Park Jong Ho, Mortaja Mahsa, Son Heehwa, Azin Marjan, Wang Jun, Collier Michael, Mandinova Anna, Semenov Yevgeniy, Mino-Kenudson Mari, Demehri Shadmehr
Massachusetts General Hospital.
Res Sq. 2023 Jan 12:rs.3.rs-2318750. doi: 10.21203/rs.3.rs-2318750/v1.

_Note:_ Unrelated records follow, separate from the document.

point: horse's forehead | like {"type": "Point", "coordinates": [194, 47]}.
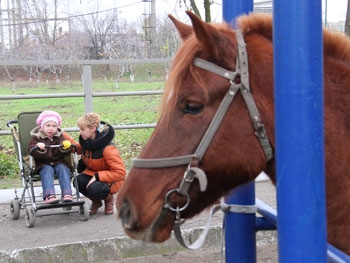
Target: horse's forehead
{"type": "Point", "coordinates": [170, 94]}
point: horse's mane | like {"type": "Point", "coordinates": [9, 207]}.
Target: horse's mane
{"type": "Point", "coordinates": [336, 44]}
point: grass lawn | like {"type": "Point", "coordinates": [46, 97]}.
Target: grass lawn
{"type": "Point", "coordinates": [120, 110]}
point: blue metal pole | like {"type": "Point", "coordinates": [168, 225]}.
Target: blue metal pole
{"type": "Point", "coordinates": [300, 167]}
{"type": "Point", "coordinates": [239, 228]}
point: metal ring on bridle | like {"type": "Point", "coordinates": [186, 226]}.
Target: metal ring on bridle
{"type": "Point", "coordinates": [176, 209]}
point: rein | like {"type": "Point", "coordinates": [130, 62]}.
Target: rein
{"type": "Point", "coordinates": [192, 160]}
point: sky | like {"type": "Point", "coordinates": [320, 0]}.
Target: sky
{"type": "Point", "coordinates": [132, 9]}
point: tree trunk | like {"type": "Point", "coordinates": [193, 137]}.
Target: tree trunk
{"type": "Point", "coordinates": [347, 21]}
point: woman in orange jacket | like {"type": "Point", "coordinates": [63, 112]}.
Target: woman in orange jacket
{"type": "Point", "coordinates": [103, 170]}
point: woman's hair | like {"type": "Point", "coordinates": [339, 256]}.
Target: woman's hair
{"type": "Point", "coordinates": [89, 120]}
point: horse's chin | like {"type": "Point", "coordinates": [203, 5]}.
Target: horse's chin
{"type": "Point", "coordinates": [158, 232]}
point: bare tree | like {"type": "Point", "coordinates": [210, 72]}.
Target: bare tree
{"type": "Point", "coordinates": [347, 21]}
{"type": "Point", "coordinates": [194, 8]}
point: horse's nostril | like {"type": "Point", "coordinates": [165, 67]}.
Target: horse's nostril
{"type": "Point", "coordinates": [125, 214]}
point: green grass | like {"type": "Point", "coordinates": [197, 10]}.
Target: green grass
{"type": "Point", "coordinates": [120, 110]}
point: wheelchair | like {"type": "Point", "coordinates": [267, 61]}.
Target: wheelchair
{"type": "Point", "coordinates": [30, 199]}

Chronic inflammation is a major cause of cancer worldwide. Interleukin 33 (IL-33) is a critical initiator of cancer-prone chronic inflammation; however, its induction mechanism by the environmental causes of chronic inflammation is unknown. Herein, we demonstrate that Toll-like receptor (TLR)3/4-TBK1-IRF3 pathway activation links environmental insults to IL-33 induction in the skin and pancreas. FDA-approved drug library screen identified pitavastatin as an effective IL-33 inhibitor by blocking TBK1 membrane recruitment/activation through the mevalonate pathway inhibition. Accordingly, pitavastatin prevented chronic pancreatitis and its cancer sequela in an IL-33-dependent manner. IRF3-IL-33 axis was highly active in chronic pancreatitis and its associated pancreatic cancer in humans. Interestingly, pitavastatin use correlated with a significantly reduced risk of chronic pancreatitis and pancreatic cancer in patients. Our findings demonstrate that blocking the TBK1-IRF3 signaling pathway suppresses IL-33 expression and cancer-prone chronic inflammation. Statins present a safe and effective therapeutic strategy to prevent chronic inflammation and its cancer sequela.
慢性炎症是全球癌症的主要病因。白细胞介素33(IL-33)是易引发癌症的慢性炎症的关键启动因子;然而,其由慢性炎症的环境因素引发的机制尚不清楚。在此,我们证明Toll样受体(TLR)3/4-TBK1-IRF3信号通路的激活将环境损伤与皮肤和胰腺中IL-33的诱导联系起来。FDA批准的药物文库筛选确定匹伐他汀是一种有效的IL-33抑制剂,它通过抑制甲羟戊酸途径来阻断TBK1的膜募集/激活。相应地,匹伐他汀以IL-33依赖的方式预防慢性胰腺炎及其癌症后遗症。在人类慢性胰腺炎及其相关胰腺癌中,IRF3-IL-33轴高度活跃。有趣的是,患者使用匹伐他汀与慢性胰腺炎和胰腺癌风险显著降低相关。我们的研究结果表明,阻断TBK1-IRF3信号通路可抑制IL-33表达和易引发癌症的慢性炎症。他汀类药物是预防慢性炎症及其癌症后遗症的一种安全有效的治疗策略。